From a quality and supply chain perspective, the SAP batch release process is key to ensuring the timely and accurate release of raw materials, semi-finished products, and finished products. In the life sciences industry, incoming raw materials are sampled and tested according to predefined test processes, and their dispositions are recorded in SAP. Similarly, intermediates, semi-finished products, and finished products are also sampled, tested, and released in SAP. The use of quality inspection stock is key to controlling stock usage by the supply chain. This batch release process often includes much more than a simple pass / fail record in SAP, as many other data points may require review. In this piece, we’ll be diving into three capabilities of batch release functionality in SAP.

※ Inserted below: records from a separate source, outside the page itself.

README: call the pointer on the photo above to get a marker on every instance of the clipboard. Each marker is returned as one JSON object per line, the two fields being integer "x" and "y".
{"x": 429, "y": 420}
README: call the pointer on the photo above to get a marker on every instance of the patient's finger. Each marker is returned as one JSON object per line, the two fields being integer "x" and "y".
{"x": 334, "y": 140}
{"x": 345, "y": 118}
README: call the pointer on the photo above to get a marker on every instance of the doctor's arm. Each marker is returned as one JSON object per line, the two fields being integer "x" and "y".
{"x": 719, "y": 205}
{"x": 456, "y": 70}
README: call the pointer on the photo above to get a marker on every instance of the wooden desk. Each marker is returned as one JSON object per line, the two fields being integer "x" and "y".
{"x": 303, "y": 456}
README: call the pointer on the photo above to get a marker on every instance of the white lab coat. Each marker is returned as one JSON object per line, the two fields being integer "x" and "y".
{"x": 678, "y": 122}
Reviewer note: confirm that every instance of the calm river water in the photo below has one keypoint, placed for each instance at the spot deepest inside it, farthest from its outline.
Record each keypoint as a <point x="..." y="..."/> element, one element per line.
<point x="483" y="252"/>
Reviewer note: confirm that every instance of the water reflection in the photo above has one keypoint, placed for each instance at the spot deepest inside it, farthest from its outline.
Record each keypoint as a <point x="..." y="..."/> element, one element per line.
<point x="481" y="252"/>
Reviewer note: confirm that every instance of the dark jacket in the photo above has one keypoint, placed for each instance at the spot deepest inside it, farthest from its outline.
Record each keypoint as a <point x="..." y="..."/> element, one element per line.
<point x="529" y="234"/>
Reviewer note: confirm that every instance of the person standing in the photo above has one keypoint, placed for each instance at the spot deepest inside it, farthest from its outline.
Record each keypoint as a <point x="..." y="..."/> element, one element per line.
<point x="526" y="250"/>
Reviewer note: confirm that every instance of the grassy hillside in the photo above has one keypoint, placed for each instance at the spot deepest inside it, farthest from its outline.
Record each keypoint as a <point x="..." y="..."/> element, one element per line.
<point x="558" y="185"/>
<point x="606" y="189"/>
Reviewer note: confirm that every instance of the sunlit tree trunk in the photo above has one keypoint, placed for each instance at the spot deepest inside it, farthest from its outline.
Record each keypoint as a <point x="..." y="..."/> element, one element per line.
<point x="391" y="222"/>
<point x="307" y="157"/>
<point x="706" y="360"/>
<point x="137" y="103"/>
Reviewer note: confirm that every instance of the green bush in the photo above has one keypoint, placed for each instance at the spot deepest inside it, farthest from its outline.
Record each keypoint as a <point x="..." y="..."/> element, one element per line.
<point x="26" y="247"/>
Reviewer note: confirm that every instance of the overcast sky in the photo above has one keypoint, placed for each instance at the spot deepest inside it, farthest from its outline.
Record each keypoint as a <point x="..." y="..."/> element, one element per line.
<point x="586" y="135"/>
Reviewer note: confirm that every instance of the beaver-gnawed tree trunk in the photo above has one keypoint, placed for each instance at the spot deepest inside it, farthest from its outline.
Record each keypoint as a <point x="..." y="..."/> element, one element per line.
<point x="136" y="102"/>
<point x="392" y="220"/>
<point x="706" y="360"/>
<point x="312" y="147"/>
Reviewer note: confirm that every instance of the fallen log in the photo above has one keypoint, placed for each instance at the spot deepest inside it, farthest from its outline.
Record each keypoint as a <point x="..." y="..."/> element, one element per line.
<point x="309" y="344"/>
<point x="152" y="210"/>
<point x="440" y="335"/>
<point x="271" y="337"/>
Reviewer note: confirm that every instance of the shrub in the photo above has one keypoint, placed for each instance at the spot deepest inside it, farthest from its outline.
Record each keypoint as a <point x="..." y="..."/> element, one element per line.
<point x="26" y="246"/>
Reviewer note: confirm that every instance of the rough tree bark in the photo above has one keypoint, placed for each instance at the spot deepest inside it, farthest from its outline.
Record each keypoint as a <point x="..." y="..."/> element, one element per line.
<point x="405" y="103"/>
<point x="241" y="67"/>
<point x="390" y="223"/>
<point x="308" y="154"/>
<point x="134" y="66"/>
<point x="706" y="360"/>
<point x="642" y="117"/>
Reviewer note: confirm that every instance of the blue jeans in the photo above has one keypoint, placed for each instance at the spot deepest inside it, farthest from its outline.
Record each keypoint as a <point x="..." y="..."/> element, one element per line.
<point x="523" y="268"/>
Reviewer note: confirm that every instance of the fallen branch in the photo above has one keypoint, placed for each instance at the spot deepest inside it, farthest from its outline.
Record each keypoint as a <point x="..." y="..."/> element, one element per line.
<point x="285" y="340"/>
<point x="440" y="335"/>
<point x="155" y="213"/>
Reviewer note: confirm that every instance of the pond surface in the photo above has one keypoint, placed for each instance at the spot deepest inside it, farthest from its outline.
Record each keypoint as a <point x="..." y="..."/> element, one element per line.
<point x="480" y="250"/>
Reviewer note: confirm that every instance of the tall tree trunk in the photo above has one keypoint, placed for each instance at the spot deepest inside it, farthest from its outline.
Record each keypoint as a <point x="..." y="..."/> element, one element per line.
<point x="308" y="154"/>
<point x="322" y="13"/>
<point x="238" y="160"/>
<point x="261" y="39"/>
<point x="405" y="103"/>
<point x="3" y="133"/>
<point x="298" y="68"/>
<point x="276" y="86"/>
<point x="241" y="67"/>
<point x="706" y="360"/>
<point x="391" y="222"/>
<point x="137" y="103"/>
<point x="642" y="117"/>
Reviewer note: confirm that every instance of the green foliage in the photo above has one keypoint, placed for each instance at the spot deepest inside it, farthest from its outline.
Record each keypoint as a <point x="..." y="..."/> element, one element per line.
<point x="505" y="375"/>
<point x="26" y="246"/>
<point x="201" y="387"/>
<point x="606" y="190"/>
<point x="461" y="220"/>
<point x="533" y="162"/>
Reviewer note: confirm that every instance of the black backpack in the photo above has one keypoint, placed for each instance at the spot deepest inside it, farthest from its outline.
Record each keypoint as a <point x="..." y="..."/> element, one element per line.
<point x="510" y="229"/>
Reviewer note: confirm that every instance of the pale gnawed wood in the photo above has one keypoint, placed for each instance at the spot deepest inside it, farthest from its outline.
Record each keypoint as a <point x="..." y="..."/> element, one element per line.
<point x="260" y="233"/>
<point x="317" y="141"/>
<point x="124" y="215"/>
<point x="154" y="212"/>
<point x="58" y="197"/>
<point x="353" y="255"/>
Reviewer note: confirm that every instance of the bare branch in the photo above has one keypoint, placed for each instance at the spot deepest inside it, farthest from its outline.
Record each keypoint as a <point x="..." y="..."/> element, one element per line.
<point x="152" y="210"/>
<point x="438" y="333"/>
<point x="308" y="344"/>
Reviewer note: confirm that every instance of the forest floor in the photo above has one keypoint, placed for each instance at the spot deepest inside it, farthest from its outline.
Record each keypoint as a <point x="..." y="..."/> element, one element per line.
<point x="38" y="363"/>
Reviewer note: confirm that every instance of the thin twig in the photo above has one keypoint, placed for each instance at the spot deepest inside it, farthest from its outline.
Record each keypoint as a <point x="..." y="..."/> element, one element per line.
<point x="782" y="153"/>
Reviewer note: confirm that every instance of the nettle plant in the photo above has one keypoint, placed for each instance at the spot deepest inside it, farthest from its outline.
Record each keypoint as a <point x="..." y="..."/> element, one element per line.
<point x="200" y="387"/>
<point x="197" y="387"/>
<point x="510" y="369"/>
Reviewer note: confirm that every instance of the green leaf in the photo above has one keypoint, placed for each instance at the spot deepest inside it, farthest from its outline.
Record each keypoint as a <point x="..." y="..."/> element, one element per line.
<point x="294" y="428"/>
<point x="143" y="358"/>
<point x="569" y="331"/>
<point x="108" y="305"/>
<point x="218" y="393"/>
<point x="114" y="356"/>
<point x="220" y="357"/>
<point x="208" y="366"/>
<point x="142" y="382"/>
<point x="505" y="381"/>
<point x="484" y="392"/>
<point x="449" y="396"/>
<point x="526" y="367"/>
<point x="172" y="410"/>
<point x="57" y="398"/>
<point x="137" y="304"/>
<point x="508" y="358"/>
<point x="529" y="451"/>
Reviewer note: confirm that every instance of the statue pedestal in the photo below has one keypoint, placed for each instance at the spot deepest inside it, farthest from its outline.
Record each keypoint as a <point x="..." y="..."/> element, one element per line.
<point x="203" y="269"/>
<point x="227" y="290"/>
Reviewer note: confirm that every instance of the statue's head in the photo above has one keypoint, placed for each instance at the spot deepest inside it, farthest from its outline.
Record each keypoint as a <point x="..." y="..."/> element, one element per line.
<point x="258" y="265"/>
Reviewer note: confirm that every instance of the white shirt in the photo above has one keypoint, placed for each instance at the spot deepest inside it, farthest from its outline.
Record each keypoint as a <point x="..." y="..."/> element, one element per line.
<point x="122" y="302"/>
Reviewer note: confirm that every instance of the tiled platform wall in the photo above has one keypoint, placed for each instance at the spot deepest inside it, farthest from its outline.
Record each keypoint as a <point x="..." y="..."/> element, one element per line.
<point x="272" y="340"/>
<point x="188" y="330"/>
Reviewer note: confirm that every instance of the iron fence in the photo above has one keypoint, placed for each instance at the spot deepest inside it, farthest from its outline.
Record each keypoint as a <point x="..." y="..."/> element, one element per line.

Batch Release Functionality in SAP
In the life sciences, nearly everything used in manufacturing is batch managed. When items are released from quality inspection stock to unrestricted stock, they become available for use by the supply chain, hopefully in time for their planned use. Using a manufacturing Bill of Materials (BOM) for manufacturing or subcontracting allows for the planned usage of materials and easy issuance or consumption of planned materials to an order. Other non-BOM items can also be added to the manufacturing order through the goods issuance process. When these components are batch managed, material tracing happens automatically. This goods issuance of materials builds up a batch genealogy, or Batch Where Used List (BWUL), and has been available in SAP since the inception of Inventory Management.
The Batch Where Used List
The BWUL is a powerful top-down analysis tool for the Quality Management group to review for the release of intermediates, semi-finished products, and finished products. It gives visibility to all lower-level materials issued to the order for making the higher-level material as well as the Purchase Orders, Stock Transport Orders, and Process orders to order, ship, or manufacture the item. Using click-through capabilities, the user can go directly to each component batch details and inspection lot results. Displayed in a table view, this is simple and straightforward. This BWUL is commonly compared against the batch records to ensure that all materials, batches, and quantities have been issued that were written into the records at the time of manufacture.
As an extension of the BWUL, other capabilities may also be used to support batch release using standard batch management functionality, such as batch derivation. Batch derivation utilizes derivation records, including sender and receiver rules, to send and receive certain values from predetermined materials for each batch and determine how multiple values can be handled. This process allows an automated population of values based on the values of the lower-level items. However, the condition records can easily transform into a tedious amount of data to maintain whenever a new item is created. Batch derivation is a handy tool to have on hand, but many companies choose not to use it due to the limitations to its effectiveness when unplanned material usage is a common occurrence.
Global Batch Traceability
SAP’s Global Batch Traceability (GBT) enhancement expands batch traceability and integration capabilities beyond standard SAP features. To start, whereas the BWUL can only trace one batch at a time, GBT can trace multiple batches simultaneously. In addition to BWUL’s standard table view, SAP created a graphic user interface that allows viewers to better visualize all supply chain nodes, particularly components like purchase orders and stock transport orders. This function is also available for both top-down and bottom-up analyses. Additionally, GBT allows the traceability of Handling Units (i.e., pallets) across warehouses and supply chains, and it tracks information across both SAP and non-SAP systems, helping identify root causes of product defects, linking defects, to vendor systems, and more. GBT can also help manage data retention efforts for batches and vendors based on information from life cycle management processes and company data retention policies. The functions mentioned above are only a few highlights of GBT’s many capabilities.
Batch Release Hub
In its latest effort to enhance the batch release process, SAP released the Batch Release Hub. The batch release process, especially for finished products, involves much more than checking the status of individual component batches and quality test results. Often, larger and more mature organizations may have a multitude of systems to review data on to get the overall release picture. In performing the batch release, the QA department will often have to review quality management system tools for handling CAPAs, Deviations, and Change Controls to ensure that any problems encountered along the way have been satisfactorily reviewed and closed out.
Additionally, Regulatory Filing Systems may need to be reviewed to determine which countries a particular batch or product may be sold in. LIMS may store the test results for the various components or products. Manufacturing Execution Systems (MES) may contain the critical process parameters from the manufacturing process. Batch Records (electronic or scanned) are reviewed during the batch release process. Additional Quality Operations Systems tools such as Veeva could also be linked here as well.
In some situations, it’s possible to link some of this information to an SAP batch characteristic where a record number or status may be recorded. For complex data, this new Batch Release Hub seems to be what people in QA have always wanted – the ability to have everything in one place to make a quality batch release decision. The Batch Release Hub can hold in-house data while also facilitating integration and collaboration with other business partners, suppliers, and contract laboratories.
The great thing about the SAP Batch Release Hub is that it is easily scalable. Simply start by integrating one tool or area at a time until it’s built out to the preferred specifications. Users can decide what information they want to include in the Batch Release Hub. Knowledge is power, and having this information readily available in one place for the Quality team adds immediate value by saving time otherwise spent jumping in and out of multiple different systems.